This is how the solid structural setting of the modular geometric grids is born, its webs of ribbons that unfold in space the faces of the cube as structures with a linear trend, defined by the rhythms of overturning, sinking of the lines that constitute the faces of the cube, the primary structural module of elaboration and construction of forms, in an infinite evolution that reflects that of natural structures. Geometry is transformed into a precious expansive element for the exploration of nature, offering man the possibility of studying its forms in order to reconstruct their internal structure, as Renko did when, as a boy, he studied the structure of objects with a camera obscure, when designing had become a method for investigating reality. This three-dimensional semblance of his works then dissolves into trails of elaborate two-dimensional architectures delineated by the lines that delimit the cubes, which arise from the luministic modulation of color, scanned in vertical lines in the folds of the canneté. The origin of this dynamic can be found in the work Intreccio (1968), where the tension that assembles the solid composed of a plurality of white cardboard cubes, linked by the strips of which they are made (Scena, 1968), makes it explode, causing the strips of which it is composed to spill out.

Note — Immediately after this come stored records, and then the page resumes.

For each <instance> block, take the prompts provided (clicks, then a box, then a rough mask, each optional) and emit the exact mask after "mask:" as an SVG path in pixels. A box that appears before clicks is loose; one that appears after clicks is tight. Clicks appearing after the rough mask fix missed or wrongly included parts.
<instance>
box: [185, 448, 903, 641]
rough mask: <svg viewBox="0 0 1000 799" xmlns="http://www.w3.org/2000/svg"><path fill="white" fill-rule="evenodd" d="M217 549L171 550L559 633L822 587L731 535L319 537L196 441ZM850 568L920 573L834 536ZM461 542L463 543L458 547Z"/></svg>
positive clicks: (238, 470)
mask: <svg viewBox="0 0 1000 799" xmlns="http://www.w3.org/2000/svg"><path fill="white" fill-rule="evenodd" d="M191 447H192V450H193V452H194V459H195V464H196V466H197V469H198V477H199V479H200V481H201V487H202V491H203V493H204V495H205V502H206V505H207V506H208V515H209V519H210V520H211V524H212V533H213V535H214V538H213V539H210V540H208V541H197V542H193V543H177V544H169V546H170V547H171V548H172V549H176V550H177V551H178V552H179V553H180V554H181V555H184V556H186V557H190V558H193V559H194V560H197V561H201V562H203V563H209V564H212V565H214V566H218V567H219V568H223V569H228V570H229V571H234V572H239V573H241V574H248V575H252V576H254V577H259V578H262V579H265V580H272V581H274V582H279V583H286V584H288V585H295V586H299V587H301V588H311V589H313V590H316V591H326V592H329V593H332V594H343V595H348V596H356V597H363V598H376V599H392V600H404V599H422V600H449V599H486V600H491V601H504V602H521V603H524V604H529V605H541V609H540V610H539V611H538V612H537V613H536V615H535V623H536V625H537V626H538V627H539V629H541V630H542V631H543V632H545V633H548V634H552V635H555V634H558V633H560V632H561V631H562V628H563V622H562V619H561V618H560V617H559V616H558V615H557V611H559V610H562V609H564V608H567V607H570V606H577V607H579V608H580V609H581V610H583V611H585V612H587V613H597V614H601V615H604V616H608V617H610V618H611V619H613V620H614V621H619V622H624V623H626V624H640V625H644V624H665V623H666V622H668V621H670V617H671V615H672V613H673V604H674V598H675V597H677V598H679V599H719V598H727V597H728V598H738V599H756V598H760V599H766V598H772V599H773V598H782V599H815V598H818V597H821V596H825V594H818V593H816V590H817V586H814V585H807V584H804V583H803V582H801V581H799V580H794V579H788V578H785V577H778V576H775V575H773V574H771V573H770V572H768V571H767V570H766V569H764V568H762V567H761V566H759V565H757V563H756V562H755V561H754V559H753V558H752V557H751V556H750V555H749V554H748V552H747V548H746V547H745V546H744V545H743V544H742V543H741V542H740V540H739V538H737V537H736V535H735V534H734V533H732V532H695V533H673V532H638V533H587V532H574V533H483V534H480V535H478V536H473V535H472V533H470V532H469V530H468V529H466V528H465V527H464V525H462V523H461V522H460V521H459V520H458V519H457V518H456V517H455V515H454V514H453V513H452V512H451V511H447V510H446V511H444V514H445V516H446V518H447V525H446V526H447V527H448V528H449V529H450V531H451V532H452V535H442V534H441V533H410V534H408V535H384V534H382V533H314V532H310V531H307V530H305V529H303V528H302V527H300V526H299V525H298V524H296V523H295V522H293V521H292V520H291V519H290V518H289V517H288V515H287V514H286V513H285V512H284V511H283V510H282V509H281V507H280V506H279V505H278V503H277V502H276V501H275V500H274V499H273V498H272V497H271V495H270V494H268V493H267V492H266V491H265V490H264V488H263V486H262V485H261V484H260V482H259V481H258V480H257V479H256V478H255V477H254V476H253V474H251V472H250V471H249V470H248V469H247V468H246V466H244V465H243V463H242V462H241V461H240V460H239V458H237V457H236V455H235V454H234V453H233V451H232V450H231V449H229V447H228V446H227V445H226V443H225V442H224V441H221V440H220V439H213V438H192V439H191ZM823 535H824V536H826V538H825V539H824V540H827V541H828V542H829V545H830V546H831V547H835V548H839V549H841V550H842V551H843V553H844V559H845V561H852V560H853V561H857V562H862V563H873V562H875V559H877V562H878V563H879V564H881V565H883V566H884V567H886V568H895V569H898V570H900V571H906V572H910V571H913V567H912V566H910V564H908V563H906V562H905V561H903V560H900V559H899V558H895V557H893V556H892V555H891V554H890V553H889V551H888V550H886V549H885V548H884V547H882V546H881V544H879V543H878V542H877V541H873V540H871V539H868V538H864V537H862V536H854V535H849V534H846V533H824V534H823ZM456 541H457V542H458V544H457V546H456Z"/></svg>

The design of the geometric grids that expand in space stems from this from in perennial diffusion where the unlimited expansion of geometric solids such as the cube, a factor in continuous variation and development, becomes not only a gnoseological instrument, but also an inventive one, opening up to the artistic dimension: the artist reinvents the rules of composition, focusing on a form extrapolated from the unfolding of the grid through the superimposition of a mask and corresponding to the surface of the work that is being created. Sometimes the cube is rounded, creating rounded forms in free evolution in space (Ritondi), always deriving from the matrix of the cube. In the works of the Sider series, it goes beyond the element of squaring the cube, which is deconstructed and shaped by moving the mask to create polygons that open outwards, breaking the equilibrium and exact proportions of the primary geometric forms of the triangle, circle and square, the foundation of the artist’s research. Renko started, in fact, by studying their inscription in a form in which they interpenetrate in an exact way, as in the work Certriqua (2006),  when the dance of chromatic nuances still focused on the contrast between black and white. A construction that recalls that of Leonardo’s famous drawing of Vitruvian Man, where the ideal proportions of the human body are harmoniously inscribed in the perfect forms of the circle, a metaphor for the sky as divine perfection, and the square, the symbol of the Earth. It is no coincidence that the research of Sandi Renko started from these assumptions: Leonardo thought of the mathematical-scientific exactitude of painting as an instrument of knowledge of phenomenal reality, just as the artist looks at the geometric structuring of his cubes, at his grids that break through the surfaces, fraying into linear elements defined by the luministic variables of color, faceted in the volumes the canneté and on the bilaterally of the cubes, as on the ridges of the mountains that Renko loves to observe and explore, being from Trieste, or like the waves of the sea; it is no coincidence that he crossed the Atlantic Ocean in 1999 aboard the sailing boat Mica I°.
Sandi Renko has participated in numerous national and international exhibitions since the ‘60s: he has exhibited in Germany, at the Verifica 8+1 Center of Venezia, at the National Museum of Villa Pisani in Stra (Ve), at the Gardens of the Castle of Este (Ve), in Slovenia, in Austria, in New York and he’s present at major exhibitions of modern and contemporary art as Artefiera Bologna and Art Verona.